FOR four years the hydrogen bomb grew in secret and silence, stirring like a quickened fetus in the guarded laboratories. Few qualified physicists, U.S. or foreign, cared to talk about it. They knew that their science would soon give monstrous birth, but they had been warned to keep quiet. When the pictures of the bomb's fury hit the public last week, not many laymen remembered that the scientists long ago predicted what was likely to happen (TIME, Feb. 13, 1950).
"Fusion" of light elements, on which the hydrogen bomb depends, is the senior source of nuclear energy. More than 20 years ago, at Cambridge University, Physicists John D. Cockcroft and Ernest T. S. Walton shot hydrogen nuclei (protons) from a primitive high-voltage machine at a lithium target. A few of the protons hit lithium nuclei. The product of each such reaction: two atoms of helium and 17.3 million electron-volts of energy.
That experiment in 1932 was man's first taste of nuclear energy, but it was like the quick-fading taste of a single grain of sugar. Since most of the protons missed their targets, the hydrogen-lithium reaction gave a net loss of energy, and no one knew how to improve its efficiency. Other reactions of light elements yielded theoretical energy too, but all of them were overshadowed by the wartime development of atom-splitting uranium fission.
The scientists, however, did not forget fusion. Graven on their minds was a curious set of facts: when the elements are arranged in series according to their atomic weights, the atoms of those in the center of the series are lighter than they "should be." So when an atom of uranium (the heaviest natural element) splits into two fragments and a few loose neutrons, all the pieces, added together, weigh less than the original uranium atom. By Einstein's famous equation (E = Mc2), this loss of weight shows up as the energy that powers uranium bombs.
OMINOUS'PROSPECT
A similar thing happens at the light end of the series. If light atoms, e.g., hydrogen, are packed together into a larger atom, it weighs less than the pieces that form it.

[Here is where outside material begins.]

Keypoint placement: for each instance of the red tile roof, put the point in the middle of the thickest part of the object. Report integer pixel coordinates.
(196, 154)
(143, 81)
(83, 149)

Here again, the loss of weight shows up as energy. A little figuring told the physicists that a given amount of a light element, forced to fuse, would yield more energy than the same amount of uranium. Besides, light elements are plentiful, while uranium is scarce.
This was an exciting and ominous prospect, but the trouble with fusion reactions is that they are not self-starting; uranium fission is. When a sufficient amount (critical mass) of U-235 is assembled, a single, slow-moving neutron can start an atom-splitting chain reaction in it and make the whole chunck explode. Light elements are not so accommodating. Their atoms must be slammed together violently to make them group into larger atoms and yield energy.
Except for such demonstrations as the 1932 Cockcroft-Walton experiment, the only way to get a fusion reaction is to raise the temperature. The hotter a material gets, the faster its atoms move. If it gets hot enough, they may hit one another so hard that they combine into larger atoms, yielding the energy of fusion.